An Analysis for the Suicides Across the World

Abstract

In this study, the suicide rates of several countries around the worlwide are examined through some of the features like GDP of the countries, suicide numbers by generations and suicide numbers by sex. The analysis is done using several data visualizations and multiple linear regression model. At the end, a predictive model is constructed to be able to predict suicide rates by new data. The results showed that the generation, gender and the continent of a person affect that individual’s probability of committing suicide significantly.

Exploratory Data Analysis

Dataset

The dataset chosen for this study is related with the Suicide Rates across the countries worlwide. This dataset can be accessed here. The data has a total of 101 distinct countries and there are multiple records for each country that show suicides per year, per gender and per age information. In total, there are 27820 observations of 12 features and some of the pertinent features are number of suicides, sex, age, year, population of the countries, gdp and gdp per capita of the countries, Human Development Index (HDI) value for the countries and the generations which people belong to. From these fields, some of the ones that are thought to be redundant are removed and some of the names of the fields are changed. Furthermore, a different column named “continent” is added that shows the respective continents of the countries which will be used in the study. After such data preprocessing tasks are applied, the resulting dataset has 9 features which can be seen below.

Visualizations

Before starting on the statistical analysis, several visualizations are constructed to have a better understanding of the data in order to have a preliminary idea for some of the questions that may arise from that data. The current dataset carries several variables that a researcher might be interested in the possible relationships or correlations between them, such as continent, sex, suicides, gdp per capita and Generation. Several graphics are created to explore such possible relationships, namely box-plots, bar charts and scatter plots. These visualizations are given below.

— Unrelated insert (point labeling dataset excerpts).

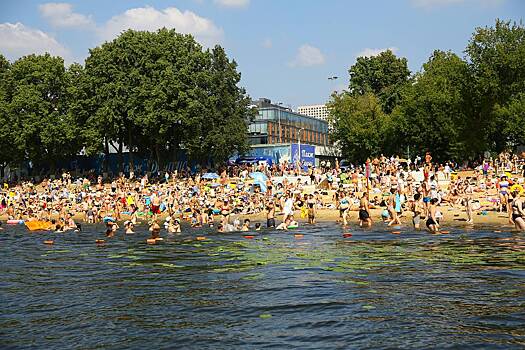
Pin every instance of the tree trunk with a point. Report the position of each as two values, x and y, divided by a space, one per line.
130 152
157 155
106 155
120 157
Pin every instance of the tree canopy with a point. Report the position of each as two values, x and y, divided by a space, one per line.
150 92
458 108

The first visualizations at hand are created to explore the trends about suicide numbers worlwide. The first plot below is a bar chart that shows the total suicide numbers by continents over the whole dataset. It can be seen that the most of the suicides happen in Europe, Americas and Asia. In the second plot, the suicide numbers by continents can be seen by their values over the time frame of the dataset which is between 1985 and 2016. The trends show that the suicide numbers vary between continents. For instance, while Europe and Asia seem to have a great variation in their suicide numbers over the years (with several increases and descreases), the changes in suicide numbers in Americas seem to be much less.

The next plot is a bar plot that also shows the suicide numbers by continent, but this time, including the differentiation by the gender. From the chart, it can be seen that in every country, males commit suicide significantly more than the females.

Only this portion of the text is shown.